Re: libpq compression (part 2)

From: Justin Pryzby <pryzby(at)telsasoft(dot)com>
To: Daniil Zakhlystov <usernamedt(at)yandex-team(dot)ru>
Cc: pgsql-hackers(at)lists(dot)postgresql(dot)org
Subject: Re: libpq compression (part 2)
Date: 2022-01-01 17:25:05
Message-ID: 20220101172504.GW24477@telsasoft.com
Views: Raw Message | Whole Thread | Download mbox | Resend email
Thread:
Lists: pgsql-hackers

Thanks for working on this. The patch looks to be in good shape - I hope more
people will help to review and test it. I took the liberty of creating a new
CF entry. http://cfbot.cputube.org/daniil-zakhlystov.html

+zpq_should_compress(ZpqStream * zpq, char msg_type, uint32 msg_len)
+{
+ return zpq_choose_compressor(zpq, msg_type, msg_len) == -1;

I think this is backwards , and should say != -1 ?

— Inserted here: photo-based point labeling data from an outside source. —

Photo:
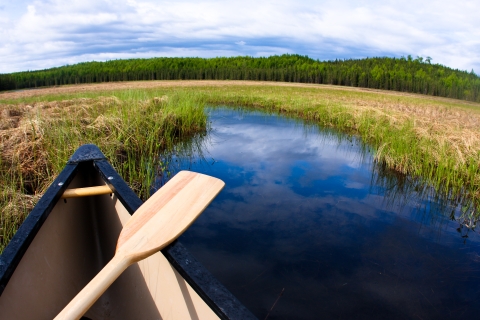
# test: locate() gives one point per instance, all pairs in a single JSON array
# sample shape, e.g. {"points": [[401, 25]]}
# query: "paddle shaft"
{"points": [[95, 288], [157, 223]]}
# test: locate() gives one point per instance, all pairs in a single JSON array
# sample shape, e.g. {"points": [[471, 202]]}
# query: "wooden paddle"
{"points": [[159, 221]]}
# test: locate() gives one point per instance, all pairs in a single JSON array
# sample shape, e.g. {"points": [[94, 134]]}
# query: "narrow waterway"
{"points": [[308, 227]]}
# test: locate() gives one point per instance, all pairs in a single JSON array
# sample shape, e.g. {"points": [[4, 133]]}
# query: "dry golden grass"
{"points": [[434, 138]]}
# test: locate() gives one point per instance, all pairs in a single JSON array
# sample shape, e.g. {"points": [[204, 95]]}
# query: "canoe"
{"points": [[64, 243]]}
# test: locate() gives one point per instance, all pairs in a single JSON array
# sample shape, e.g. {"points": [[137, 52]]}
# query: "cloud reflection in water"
{"points": [[299, 212]]}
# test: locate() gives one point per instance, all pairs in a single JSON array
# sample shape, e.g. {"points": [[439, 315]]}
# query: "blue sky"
{"points": [[47, 33]]}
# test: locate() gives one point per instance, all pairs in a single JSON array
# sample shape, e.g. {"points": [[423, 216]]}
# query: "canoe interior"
{"points": [[76, 240]]}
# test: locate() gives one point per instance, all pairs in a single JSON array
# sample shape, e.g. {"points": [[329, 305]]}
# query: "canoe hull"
{"points": [[78, 237]]}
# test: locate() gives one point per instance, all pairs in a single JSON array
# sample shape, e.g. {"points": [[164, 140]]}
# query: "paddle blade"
{"points": [[167, 214]]}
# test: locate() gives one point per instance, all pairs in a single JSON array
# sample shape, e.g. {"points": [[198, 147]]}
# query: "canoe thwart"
{"points": [[85, 192]]}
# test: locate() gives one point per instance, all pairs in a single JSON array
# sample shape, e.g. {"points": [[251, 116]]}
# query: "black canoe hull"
{"points": [[63, 244]]}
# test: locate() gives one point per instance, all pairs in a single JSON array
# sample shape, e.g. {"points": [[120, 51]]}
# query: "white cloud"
{"points": [[40, 34]]}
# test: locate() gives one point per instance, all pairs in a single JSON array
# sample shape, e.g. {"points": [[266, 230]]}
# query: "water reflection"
{"points": [[309, 214]]}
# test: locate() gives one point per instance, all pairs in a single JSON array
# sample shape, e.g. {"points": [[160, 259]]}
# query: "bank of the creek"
{"points": [[309, 227]]}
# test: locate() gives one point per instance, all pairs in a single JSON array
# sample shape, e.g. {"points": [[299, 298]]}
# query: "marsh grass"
{"points": [[434, 141], [130, 128]]}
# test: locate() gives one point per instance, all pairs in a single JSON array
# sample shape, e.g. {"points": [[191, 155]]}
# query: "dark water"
{"points": [[308, 228]]}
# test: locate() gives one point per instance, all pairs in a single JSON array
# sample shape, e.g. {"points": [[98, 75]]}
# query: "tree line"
{"points": [[405, 74]]}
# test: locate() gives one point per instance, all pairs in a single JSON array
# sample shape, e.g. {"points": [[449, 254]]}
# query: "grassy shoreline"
{"points": [[437, 140]]}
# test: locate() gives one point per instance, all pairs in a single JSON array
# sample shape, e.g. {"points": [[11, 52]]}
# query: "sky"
{"points": [[39, 34]]}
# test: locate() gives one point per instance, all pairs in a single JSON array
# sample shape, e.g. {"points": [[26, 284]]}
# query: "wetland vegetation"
{"points": [[405, 74], [433, 140]]}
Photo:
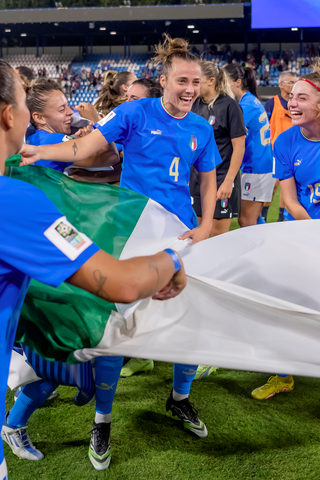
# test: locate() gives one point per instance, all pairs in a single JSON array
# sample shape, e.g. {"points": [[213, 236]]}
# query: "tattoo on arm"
{"points": [[100, 282], [75, 149], [152, 264]]}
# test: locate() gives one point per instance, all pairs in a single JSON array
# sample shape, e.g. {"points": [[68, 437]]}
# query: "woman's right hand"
{"points": [[29, 154], [86, 110]]}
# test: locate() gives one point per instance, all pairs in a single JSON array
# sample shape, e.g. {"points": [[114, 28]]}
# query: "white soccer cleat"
{"points": [[19, 441]]}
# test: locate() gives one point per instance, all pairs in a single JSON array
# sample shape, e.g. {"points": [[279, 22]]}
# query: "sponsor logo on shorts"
{"points": [[193, 142], [70, 235], [107, 118]]}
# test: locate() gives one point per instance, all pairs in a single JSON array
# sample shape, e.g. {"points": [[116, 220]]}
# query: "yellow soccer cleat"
{"points": [[274, 385]]}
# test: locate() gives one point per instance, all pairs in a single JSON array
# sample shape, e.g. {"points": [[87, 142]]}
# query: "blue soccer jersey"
{"points": [[42, 137], [298, 157], [36, 241], [159, 150], [258, 156]]}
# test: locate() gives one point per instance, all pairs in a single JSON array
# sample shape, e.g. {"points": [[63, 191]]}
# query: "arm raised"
{"points": [[125, 281]]}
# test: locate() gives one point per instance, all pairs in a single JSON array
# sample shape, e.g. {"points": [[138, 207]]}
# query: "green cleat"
{"points": [[188, 415], [204, 371], [136, 365], [274, 385]]}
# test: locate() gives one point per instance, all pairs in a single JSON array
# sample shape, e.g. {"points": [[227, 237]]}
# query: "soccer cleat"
{"points": [[99, 449], [185, 411], [136, 365], [204, 371], [19, 441], [274, 385], [19, 390]]}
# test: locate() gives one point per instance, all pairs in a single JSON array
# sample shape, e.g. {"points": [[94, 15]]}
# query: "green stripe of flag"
{"points": [[108, 215]]}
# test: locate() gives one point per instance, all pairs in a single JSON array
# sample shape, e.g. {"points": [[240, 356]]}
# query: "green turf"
{"points": [[277, 439]]}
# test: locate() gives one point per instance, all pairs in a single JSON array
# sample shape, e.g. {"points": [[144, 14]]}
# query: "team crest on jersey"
{"points": [[70, 234], [193, 142]]}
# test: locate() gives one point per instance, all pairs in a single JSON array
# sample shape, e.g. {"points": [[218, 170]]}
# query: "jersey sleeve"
{"points": [[119, 125], [283, 167], [209, 157], [269, 106], [37, 239], [235, 121]]}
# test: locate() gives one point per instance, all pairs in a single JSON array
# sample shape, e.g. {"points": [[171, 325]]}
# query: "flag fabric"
{"points": [[252, 299]]}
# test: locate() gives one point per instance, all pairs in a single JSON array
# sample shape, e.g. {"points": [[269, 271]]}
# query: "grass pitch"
{"points": [[277, 439]]}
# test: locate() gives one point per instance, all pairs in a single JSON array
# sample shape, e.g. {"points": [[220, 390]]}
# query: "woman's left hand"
{"points": [[225, 190]]}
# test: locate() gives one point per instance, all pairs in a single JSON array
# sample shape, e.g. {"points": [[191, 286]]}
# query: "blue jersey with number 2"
{"points": [[258, 156], [159, 150], [298, 157]]}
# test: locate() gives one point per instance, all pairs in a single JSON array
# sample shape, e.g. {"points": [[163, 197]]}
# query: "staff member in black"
{"points": [[217, 105]]}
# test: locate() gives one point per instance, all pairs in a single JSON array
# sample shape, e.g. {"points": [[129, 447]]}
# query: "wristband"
{"points": [[175, 259]]}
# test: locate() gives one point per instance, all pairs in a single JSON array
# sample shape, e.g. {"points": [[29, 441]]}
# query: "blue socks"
{"points": [[182, 377], [32, 396], [107, 373]]}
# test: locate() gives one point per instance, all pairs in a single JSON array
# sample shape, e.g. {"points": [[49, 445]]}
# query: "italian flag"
{"points": [[252, 300]]}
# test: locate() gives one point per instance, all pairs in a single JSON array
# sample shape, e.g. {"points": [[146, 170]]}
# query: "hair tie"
{"points": [[311, 83]]}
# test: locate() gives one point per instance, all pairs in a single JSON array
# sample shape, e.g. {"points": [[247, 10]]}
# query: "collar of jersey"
{"points": [[167, 111], [310, 139]]}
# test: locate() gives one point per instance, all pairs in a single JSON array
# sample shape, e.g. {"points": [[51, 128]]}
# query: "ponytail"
{"points": [[111, 95], [222, 87]]}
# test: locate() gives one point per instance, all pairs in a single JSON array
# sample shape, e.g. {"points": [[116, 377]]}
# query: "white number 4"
{"points": [[174, 168]]}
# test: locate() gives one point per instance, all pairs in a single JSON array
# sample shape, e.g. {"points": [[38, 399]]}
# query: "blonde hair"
{"points": [[315, 75], [111, 95], [222, 86], [170, 49]]}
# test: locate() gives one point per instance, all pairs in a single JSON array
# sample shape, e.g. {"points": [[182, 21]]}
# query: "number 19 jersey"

As written, the server GUC libpq_compression defaults to "on", and the client
doesn't request compression. I think the server GUC should default to off.
I failed to convince Kontantin about this last year. The reason is that 1)
it's a new feature; 2) with security implications. An admin should need to
"opt in" to this. I still wonder if this should be controlled by a new "TYPE"
in pg_hba (rather than a GUC); that would make it exclusive of SSL.

However, I also think that in the development patches both client and server
should enable compression by default, to allow it to be exercized by cfbot.
For the other compression patches I worked on, I had an 0001 commit where the
feature default was off, plus following patches which enabled the feature by
default - only for cfbot and not intended for commit.

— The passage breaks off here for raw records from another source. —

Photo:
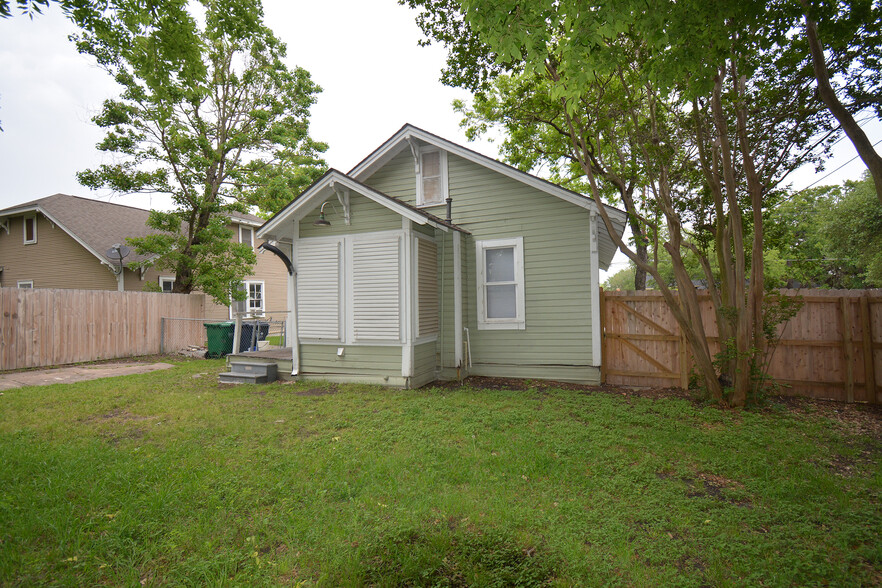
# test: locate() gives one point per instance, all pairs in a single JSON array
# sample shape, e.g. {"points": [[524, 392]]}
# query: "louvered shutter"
{"points": [[376, 289], [318, 290]]}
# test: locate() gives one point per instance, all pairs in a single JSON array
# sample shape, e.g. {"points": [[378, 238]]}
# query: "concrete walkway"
{"points": [[79, 373]]}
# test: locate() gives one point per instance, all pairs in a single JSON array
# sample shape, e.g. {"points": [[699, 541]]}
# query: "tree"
{"points": [[712, 91], [853, 32], [209, 114]]}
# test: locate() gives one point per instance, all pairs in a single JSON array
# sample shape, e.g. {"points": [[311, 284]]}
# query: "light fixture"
{"points": [[321, 221]]}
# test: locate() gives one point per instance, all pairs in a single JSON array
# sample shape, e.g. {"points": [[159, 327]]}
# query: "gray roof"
{"points": [[98, 225]]}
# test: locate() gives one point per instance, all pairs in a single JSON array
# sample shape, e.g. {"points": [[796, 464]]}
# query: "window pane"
{"points": [[500, 265], [431, 166], [501, 301], [432, 190]]}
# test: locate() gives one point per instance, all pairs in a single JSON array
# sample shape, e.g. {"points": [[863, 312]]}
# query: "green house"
{"points": [[429, 261]]}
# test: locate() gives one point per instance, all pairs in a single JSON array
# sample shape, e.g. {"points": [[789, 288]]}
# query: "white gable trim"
{"points": [[397, 142], [322, 190]]}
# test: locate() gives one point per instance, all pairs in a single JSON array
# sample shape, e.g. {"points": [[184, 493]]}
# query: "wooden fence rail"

+/* GUC variable containing the allowed compression algorithms list (separated by comma) */
+char *libpq_compress_algorithms;

=> The global variable is conventionally initialized to the same default as
guc.c (even though the GUC default value will be applied at startup).

+ * - NegotiateProtocolVersion in cases when server does not support protocol compression
+ * Anything else probably means it's not Postgres on the other end at all.
*/
- if (!(beresp == 'R' || beresp == 'E'))
+ if (!(beresp == 'R' || beresp == 'E' || beresp == 'z' || beresp == 'v'))

=> I think NegotiateProtocolVersion and 'v' are from an old version of the
patch and no longer used ?

There's a handful of compiler warnings:
| z_stream.c:311:5: warning: ISO C90 forbids mixed declarations and code [-Wdeclaration-after-statement]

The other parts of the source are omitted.